Clock ticking for Zara to remove clothes they ‘stole’ from MaXhosa

The Italian fashion house has responded to the allegations that they appropriated MaXhosa by Laduma designs.

An imminent deadline hangs over fashion giant Zara’s head as they have until today to rid their shelves of items resembling those of local brand MaXhosa by Laduma.

Zara is accused of appropriating MaXhosa by Laduma’s designs and reproducing them.

MaXhosa by Laduma label owner Laduma Ngxokolo has confirmed legal action will be taken against the Spanish fashion outlet. His legal team have sent a letter of demand to Zara, requesting that the socks allegedly resembling MaXhosa designs be removed from their shelves or face legal action.

MaXhosa’s by Laduma’s legal team, Moore Attorneys, also demanded that Zara issue an apology and compensate the MaXhosa brand for the losses incurred.
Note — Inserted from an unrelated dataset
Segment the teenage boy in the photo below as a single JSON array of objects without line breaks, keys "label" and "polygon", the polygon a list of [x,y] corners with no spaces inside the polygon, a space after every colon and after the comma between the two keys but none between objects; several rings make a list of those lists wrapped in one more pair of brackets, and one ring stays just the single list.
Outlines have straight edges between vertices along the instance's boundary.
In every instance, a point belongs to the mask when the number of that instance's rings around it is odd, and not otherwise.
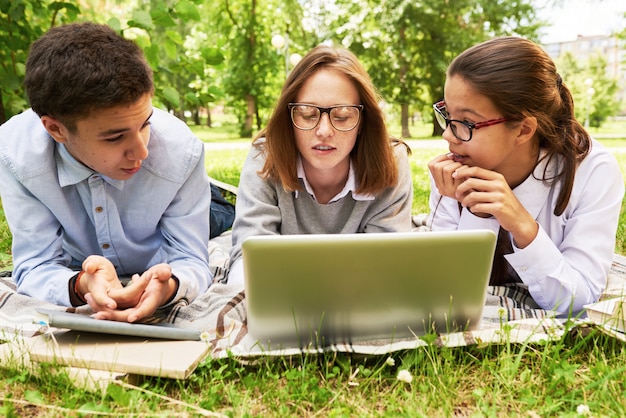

Zara’s holding company Inditex has reported that a process to remove the items from the stores and online was activated “at the moment this situation was brought to our attention”.

The international clothing retailer has launched an internal investigation into the copyright infringement allegations levelled against them.

Zara said it would get in contact with MaXhosa’s representatives to clarify and resolve the situation as swiftly as possible.

Ngxokolo said the patterns were appropriated by Zara and reproduced as part of their sock range, “which they shared as new in their best sellers on their online store”.

“Their sock range resembles our Khanyisa Cardigan which was launched in March 2014 at the Mercedes-Benz Fashion Week Joburg.”

He said the cardigan had been on runways globally, and was still available on their online store.

MaXhosa by Laduma shot to stardom around 2016 when singer-songwriter Beyoncé commented about the designs being showcased at the Hewitt Smithsonian Design Museum in New York.

Zara is in hot water, as the socks have been spotted in Zara outlets in the UK and locally at the Zara outlet in Sandton.

Parliament’s select committee on trade and international relations wants Zara to share the profits it had accumulated from the “copied” sock designs.